Time-averaged copper concentrations from continuous exposures predicts pulsed exposure toxicity to the marine diatom, Phaeodactylum tricornutum: Importance of uptake and elimination

• Exposures with equivalent time-averaged concentrations had similar toxicity.
• Results show WQGs based on continuous exposures conservative in predicting toxicity.
• Rapid increase in toxicity as intracellular copper increased.
• Rapid loss of extracellular copper upon resuspension in clean seawater.
• Slow dilution of intracellular copper upon resuspension in clean seawater.

Intermittent, fluctuating and pulsed contaminant discharges result in organisms receiving highly variable contaminant exposures. Current water quality guidelines are predominantly derived using data from continuous exposure toxicity tests, and most frequently applied by regulators with the assumption that concentrations from a single sampling event will provide a meaningful approach to assessing potential effects. This study investigated the effect of single and multiple (daily) dissolved copper pulses on the marine diatom, Phaeodactylum tricornutum, including measurements of copper uptake and elimination to investigate the toxic mechanism.
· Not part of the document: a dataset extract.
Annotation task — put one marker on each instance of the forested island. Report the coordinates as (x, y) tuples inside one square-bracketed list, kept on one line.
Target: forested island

Copper pulses of between 0.5 and 24 h and continuous exposures with equivalent 72-h time-averaged concentrations (TACs) resulted in similar biomass inhibition of P. tricornutum, with continuous exposures often being marginally more toxic. Rates of cell division generally recovered to control levels within 24 h of the copper pulse removal. Upon resuspension in clean seawater, the extracellular copper per cell decreased rapidly, whereas the intracellular copper per cell decreased slowly. Negligible loss of copper from the total algal biomass indicated that P. tricornutum did not have an effective mechanism for eliminating copper from cells, rather the intracellular copper decreased as a result of dilution by cellular division as the algal growth rate recovered. The measurement of copper uptake after 72-h exposure and kinetics of elimination thereafter suggest that continuous exposures are marginally more toxic to P. tricornutum than pulsed copper exposures with equivalent TACs because slow internalization and saturation of algal membrane transport sites results in less copper uptake into pulse-exposed cells than continuously-exposed cells coupled with dilution of internalized copper via cellular division in the post-exposure period. In the case of P. tricornutum, the results indicate that water quality guidelines for copper based on continuous exposure will be conservative when applied to short-term discharges.